Here's an answer to related question which looks a little better. 这是相关问题的答案 ,看起来好一点。 It inherits io.RawIOBase and overrides readinto . 它继承了io.RawIOBase并覆盖了readinto In Python 3 it's sufficient, so instead of wrapping IterStream in io.BufferedReader one can wrap it in io.TextIOWrapper . 在Python 3中它已经足够了,所以不是在io.BufferedReader中包装IterStreamio.BufferedReader可以将它包装在io.TextIOWrapper In Python 2 read1 is needed but it can be simply expressed though readinto . 在Python 2中需要read1 ,但它可以通过readinto简单地表达。

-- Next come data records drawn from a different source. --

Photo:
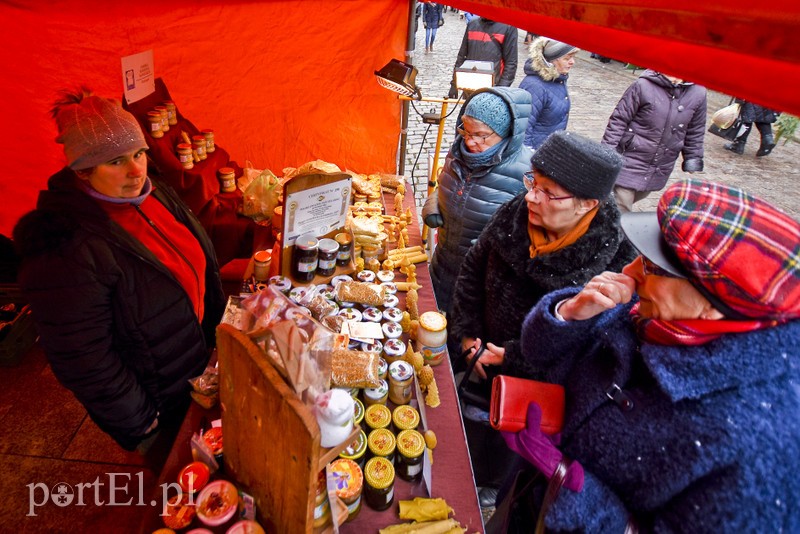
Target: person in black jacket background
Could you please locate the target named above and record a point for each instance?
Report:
(122, 280)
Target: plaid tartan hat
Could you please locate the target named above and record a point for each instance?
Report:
(740, 252)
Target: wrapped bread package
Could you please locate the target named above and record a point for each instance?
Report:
(361, 293)
(354, 369)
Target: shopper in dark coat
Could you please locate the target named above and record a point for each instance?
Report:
(657, 119)
(504, 274)
(487, 40)
(680, 417)
(763, 119)
(479, 175)
(122, 280)
(546, 74)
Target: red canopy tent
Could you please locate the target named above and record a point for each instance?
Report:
(283, 83)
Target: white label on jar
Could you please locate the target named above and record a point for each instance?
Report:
(434, 354)
(307, 267)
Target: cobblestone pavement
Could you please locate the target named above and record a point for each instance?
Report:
(595, 88)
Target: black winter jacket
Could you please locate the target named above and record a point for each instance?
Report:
(467, 200)
(118, 329)
(499, 283)
(653, 123)
(486, 40)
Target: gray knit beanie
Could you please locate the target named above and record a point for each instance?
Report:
(583, 167)
(491, 110)
(556, 49)
(96, 130)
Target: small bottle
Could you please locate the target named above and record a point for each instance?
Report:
(185, 155)
(199, 144)
(172, 112)
(379, 487)
(305, 256)
(154, 118)
(209, 135)
(227, 179)
(164, 117)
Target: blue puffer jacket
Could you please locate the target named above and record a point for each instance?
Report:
(467, 200)
(549, 97)
(711, 442)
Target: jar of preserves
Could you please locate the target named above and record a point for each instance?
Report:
(322, 506)
(376, 395)
(381, 442)
(185, 155)
(405, 417)
(154, 118)
(349, 483)
(357, 450)
(345, 241)
(305, 256)
(432, 337)
(379, 483)
(199, 146)
(326, 265)
(377, 416)
(261, 262)
(401, 382)
(410, 446)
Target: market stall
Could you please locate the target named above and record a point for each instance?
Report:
(450, 472)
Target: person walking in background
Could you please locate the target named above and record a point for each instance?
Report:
(763, 118)
(482, 171)
(546, 73)
(432, 18)
(658, 118)
(486, 40)
(121, 278)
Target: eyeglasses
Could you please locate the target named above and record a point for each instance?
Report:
(650, 268)
(478, 137)
(530, 184)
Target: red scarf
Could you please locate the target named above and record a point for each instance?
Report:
(691, 331)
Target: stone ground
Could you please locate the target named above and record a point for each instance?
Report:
(595, 88)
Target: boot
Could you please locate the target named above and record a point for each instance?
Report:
(737, 147)
(767, 144)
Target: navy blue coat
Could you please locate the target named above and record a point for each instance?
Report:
(467, 200)
(711, 444)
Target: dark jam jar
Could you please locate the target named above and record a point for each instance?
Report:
(305, 257)
(379, 486)
(327, 257)
(410, 447)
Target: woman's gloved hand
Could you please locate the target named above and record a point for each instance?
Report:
(534, 446)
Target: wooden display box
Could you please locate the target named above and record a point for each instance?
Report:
(272, 440)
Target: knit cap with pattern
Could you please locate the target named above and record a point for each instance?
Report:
(96, 130)
(491, 110)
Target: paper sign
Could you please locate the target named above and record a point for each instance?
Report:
(138, 76)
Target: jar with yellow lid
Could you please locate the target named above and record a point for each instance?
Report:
(432, 337)
(405, 417)
(381, 442)
(357, 450)
(401, 382)
(349, 483)
(379, 483)
(410, 447)
(322, 506)
(376, 395)
(378, 416)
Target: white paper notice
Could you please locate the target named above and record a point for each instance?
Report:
(138, 76)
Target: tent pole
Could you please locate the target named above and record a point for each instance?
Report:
(410, 43)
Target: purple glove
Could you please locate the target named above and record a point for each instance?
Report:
(537, 448)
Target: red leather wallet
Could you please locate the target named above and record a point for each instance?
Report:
(510, 399)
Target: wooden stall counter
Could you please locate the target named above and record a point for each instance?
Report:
(451, 471)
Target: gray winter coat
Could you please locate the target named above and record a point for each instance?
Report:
(467, 200)
(653, 123)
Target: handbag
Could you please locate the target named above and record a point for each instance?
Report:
(511, 397)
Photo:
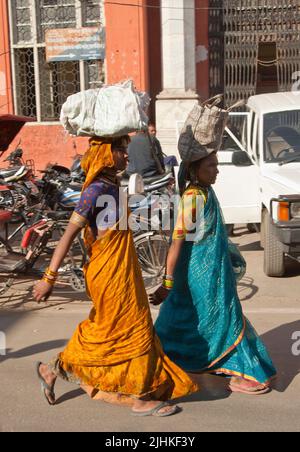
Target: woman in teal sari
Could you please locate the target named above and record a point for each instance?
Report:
(201, 323)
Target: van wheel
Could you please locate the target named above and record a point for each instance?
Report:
(274, 258)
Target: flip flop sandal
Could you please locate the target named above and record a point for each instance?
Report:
(255, 392)
(45, 387)
(155, 411)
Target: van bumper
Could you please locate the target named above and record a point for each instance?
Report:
(289, 236)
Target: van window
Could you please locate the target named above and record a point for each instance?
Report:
(281, 136)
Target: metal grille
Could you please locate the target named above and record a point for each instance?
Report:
(55, 14)
(57, 82)
(25, 80)
(216, 47)
(40, 88)
(245, 26)
(91, 13)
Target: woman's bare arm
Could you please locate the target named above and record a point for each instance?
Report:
(173, 256)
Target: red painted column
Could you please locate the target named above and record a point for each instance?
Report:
(202, 48)
(6, 101)
(127, 54)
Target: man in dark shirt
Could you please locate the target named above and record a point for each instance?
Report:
(145, 156)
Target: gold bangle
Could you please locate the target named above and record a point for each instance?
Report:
(49, 281)
(49, 272)
(168, 284)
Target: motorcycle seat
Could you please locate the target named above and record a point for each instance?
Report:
(5, 216)
(58, 215)
(150, 180)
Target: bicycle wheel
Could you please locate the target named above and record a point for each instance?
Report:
(152, 250)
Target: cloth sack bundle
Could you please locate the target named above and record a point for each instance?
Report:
(203, 130)
(110, 111)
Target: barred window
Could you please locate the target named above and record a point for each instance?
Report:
(40, 88)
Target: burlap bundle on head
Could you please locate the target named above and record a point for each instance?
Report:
(203, 130)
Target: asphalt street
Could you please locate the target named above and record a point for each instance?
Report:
(35, 332)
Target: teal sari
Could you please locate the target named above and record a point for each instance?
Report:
(201, 324)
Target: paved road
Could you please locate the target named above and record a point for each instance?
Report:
(273, 306)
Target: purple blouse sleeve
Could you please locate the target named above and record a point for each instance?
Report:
(88, 201)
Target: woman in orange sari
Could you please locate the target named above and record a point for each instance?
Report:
(116, 350)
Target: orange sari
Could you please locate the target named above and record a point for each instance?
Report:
(116, 350)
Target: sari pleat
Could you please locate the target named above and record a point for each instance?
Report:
(201, 324)
(116, 350)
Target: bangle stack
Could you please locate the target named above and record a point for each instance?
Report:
(168, 282)
(50, 277)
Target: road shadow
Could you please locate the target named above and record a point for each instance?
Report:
(70, 396)
(212, 388)
(292, 268)
(279, 343)
(33, 350)
(254, 246)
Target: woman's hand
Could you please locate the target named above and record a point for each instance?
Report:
(42, 291)
(159, 296)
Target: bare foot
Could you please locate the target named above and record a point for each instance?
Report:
(144, 406)
(247, 386)
(50, 379)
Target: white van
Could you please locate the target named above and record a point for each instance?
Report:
(259, 179)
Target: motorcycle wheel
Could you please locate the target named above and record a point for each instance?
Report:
(152, 250)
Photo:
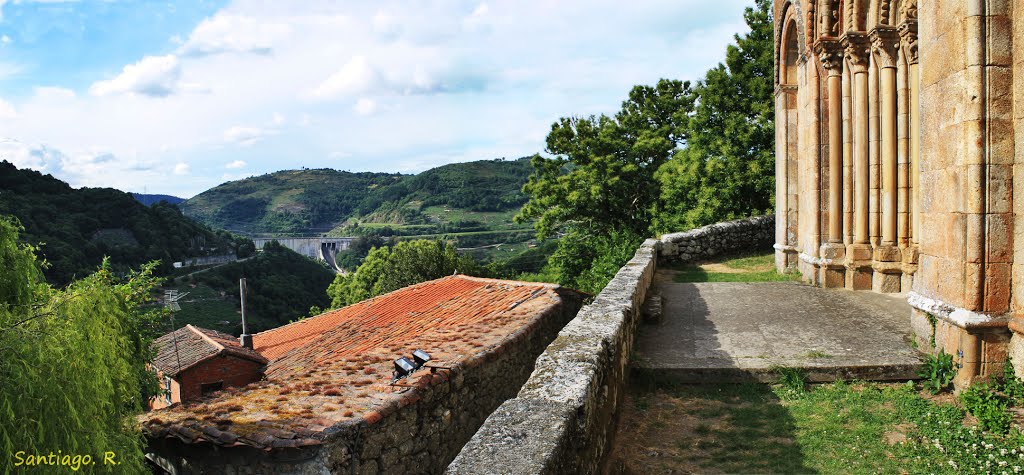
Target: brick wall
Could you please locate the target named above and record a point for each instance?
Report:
(563, 419)
(229, 370)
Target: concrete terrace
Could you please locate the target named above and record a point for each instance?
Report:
(720, 332)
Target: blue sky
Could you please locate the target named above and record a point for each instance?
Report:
(176, 97)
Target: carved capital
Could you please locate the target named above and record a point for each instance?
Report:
(908, 10)
(885, 44)
(830, 54)
(784, 89)
(858, 50)
(908, 34)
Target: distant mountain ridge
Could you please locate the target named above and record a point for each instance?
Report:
(154, 199)
(321, 200)
(75, 228)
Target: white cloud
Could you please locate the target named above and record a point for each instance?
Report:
(365, 106)
(354, 77)
(457, 80)
(477, 20)
(9, 70)
(53, 93)
(226, 33)
(34, 156)
(245, 135)
(7, 111)
(152, 76)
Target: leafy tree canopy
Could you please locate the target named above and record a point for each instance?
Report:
(72, 361)
(726, 170)
(76, 228)
(602, 172)
(386, 269)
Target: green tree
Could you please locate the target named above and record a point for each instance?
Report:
(601, 175)
(726, 170)
(386, 269)
(599, 190)
(72, 361)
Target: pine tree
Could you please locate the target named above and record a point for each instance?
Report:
(72, 362)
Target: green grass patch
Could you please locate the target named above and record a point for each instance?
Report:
(744, 268)
(832, 428)
(700, 275)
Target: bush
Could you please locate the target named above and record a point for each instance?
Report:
(938, 372)
(986, 403)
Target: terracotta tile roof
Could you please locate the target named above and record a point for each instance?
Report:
(195, 345)
(337, 365)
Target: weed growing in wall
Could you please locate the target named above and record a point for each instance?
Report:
(938, 372)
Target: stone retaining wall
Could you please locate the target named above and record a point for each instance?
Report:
(564, 417)
(724, 238)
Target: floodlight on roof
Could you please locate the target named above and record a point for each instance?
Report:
(421, 357)
(402, 368)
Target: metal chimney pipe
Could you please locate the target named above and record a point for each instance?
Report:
(246, 339)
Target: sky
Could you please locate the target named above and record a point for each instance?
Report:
(176, 97)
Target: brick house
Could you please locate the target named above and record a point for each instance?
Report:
(899, 163)
(326, 400)
(193, 361)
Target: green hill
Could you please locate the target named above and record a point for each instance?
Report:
(467, 197)
(76, 227)
(282, 287)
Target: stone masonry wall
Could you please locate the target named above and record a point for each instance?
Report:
(564, 417)
(419, 433)
(724, 238)
(562, 420)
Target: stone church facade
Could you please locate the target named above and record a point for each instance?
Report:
(897, 132)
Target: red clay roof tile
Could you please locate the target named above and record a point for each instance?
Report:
(337, 365)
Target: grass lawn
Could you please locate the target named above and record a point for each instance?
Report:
(832, 428)
(205, 307)
(749, 267)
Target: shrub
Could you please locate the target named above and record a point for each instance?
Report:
(986, 403)
(938, 372)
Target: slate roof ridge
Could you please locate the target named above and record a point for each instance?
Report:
(504, 281)
(371, 300)
(206, 337)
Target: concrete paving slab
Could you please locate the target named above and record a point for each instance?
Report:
(717, 332)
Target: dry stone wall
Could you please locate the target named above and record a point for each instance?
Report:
(715, 240)
(563, 419)
(421, 432)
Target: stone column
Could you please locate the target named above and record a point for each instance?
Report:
(888, 268)
(833, 271)
(908, 35)
(857, 49)
(848, 211)
(908, 43)
(781, 191)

this is exactly what stringIO is for .. 这正是stringIO的用途。

>>> import StringIO
>>> some_var = StringIO.StringIO("Hello World!")
>>> some_var.read(4)
'Hell'
>>> some_var.read(4)
'o Wo'
>>> some_var.read(4)
'rld!'
>>>

Or if you wanna do what it sounds like 或者,如果你想做它听起来像

Class MyString(StringIO.StringIO):
     def __init__(self,*args):
         StringIO.StringIO.__init__(self,"".join(args))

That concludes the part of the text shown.